Red Goes Wrong

Berkshire Elementry’s lockdown brings about panic reminiscent of Uvalde, Texas.


Amy Rodriguez

Berkshire Elementary School

Amy Rodriguez, Features Editor

On the sweltering afternoon of Monday, August 15, as children and teachers alike sighed with relief at the sound of dismissal, a voice came on the intercom and the hearts of 1,053 students dropped. Berkshire Elementary School, located at 1060 South Kirk Road, had gone into a code-red lockdown.

“We were here and we heard the noise, like I said, bang, bang…and from that point on is when we got a little nervous and we started running inside to see what was going on,” parent Yeimar Irizacarry said.
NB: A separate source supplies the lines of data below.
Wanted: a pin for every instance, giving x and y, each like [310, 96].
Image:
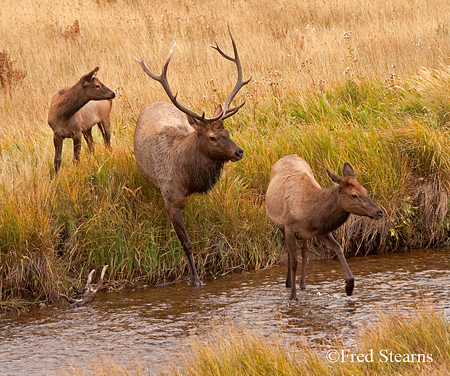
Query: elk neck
[329, 213]
[200, 172]
[71, 100]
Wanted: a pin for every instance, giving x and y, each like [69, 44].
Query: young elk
[71, 115]
[300, 208]
[182, 152]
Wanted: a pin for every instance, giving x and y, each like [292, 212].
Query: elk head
[94, 88]
[353, 197]
[214, 139]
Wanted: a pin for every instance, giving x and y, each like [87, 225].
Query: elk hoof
[350, 283]
[197, 283]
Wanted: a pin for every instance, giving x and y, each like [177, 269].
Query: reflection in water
[152, 326]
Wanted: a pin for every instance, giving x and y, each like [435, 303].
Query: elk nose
[239, 153]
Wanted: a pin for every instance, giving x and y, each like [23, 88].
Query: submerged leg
[304, 248]
[329, 240]
[177, 219]
[291, 245]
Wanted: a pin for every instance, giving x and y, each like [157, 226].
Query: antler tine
[89, 279]
[162, 79]
[239, 84]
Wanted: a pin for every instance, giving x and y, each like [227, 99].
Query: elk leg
[288, 277]
[105, 128]
[89, 139]
[58, 142]
[291, 245]
[329, 240]
[177, 219]
[76, 147]
[304, 248]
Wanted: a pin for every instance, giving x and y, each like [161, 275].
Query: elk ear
[336, 179]
[218, 111]
[87, 78]
[348, 170]
[194, 123]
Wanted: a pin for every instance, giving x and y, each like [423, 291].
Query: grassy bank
[335, 83]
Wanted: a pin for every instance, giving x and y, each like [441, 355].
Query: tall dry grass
[332, 81]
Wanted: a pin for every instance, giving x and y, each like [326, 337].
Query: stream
[153, 327]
A code red is issued when there is an imminent danger at the school. The parents of the children trapped in the school were in panic. Many of them had already been in line to pick up their children and knowing they were so close but could not protect them was upsetting. Seeing their children being walked back into the building rather than leaving caused a surge of panic, the tragedy of Robb Elementary fresh in their minds. “They called my son’s name to come to me and the lady pulled him back in line and was like, no, get back in the building,” parent Alexis Heine said in an interview with WPTV.

“It was just a code red and then we were all hiding and I just heard police sirens go flashing,” fifth grade student Jonas Velez said.

However, this panic was nothing compared to the uproar that occurred after reports of an unconfirmed gunshot were heard. Parents began calling 911, and dispatchers had to tell them to calm down despite the tangible fear of the parents. It was later confirmed that no shots were fired in the vicinity; however, Fire Rescue was still called.

“In today’s society, we have to be able to quickly and professionally assess what’s really going on,” security expert and former federal agent Tim Miller said.

After the admittedly unsatisfactory job the local police did at the shooting in Uvalde, parents had become untrusting in the protection of the police department. Taking the safety of their children into their own hands, many guardians jumped the fence, shouting and causing a rise in tension between the parents surrounding them.

“Parents jumped the fence, rushing through to get their kids…we’re gonna protect our kids. We’re not going to wait for someone to do it for us,” Darwell Wright said.

Fortunately, it was later discovered that the code red was because of a domestic violence situation in the neighborhood in order to gather her belongings. The school district had been notified of the occurrence, and later of the alleged gunshots. The code red could have been initiated by either the school itself or local law enforcement. Normal procedure calls for a code yellow, as the danger was only in the vicinity of the school and not an on-campus threat. On that note, the neighboring school, Palm Spring Community Middle, located 0.8 miles away, never went on lockdown.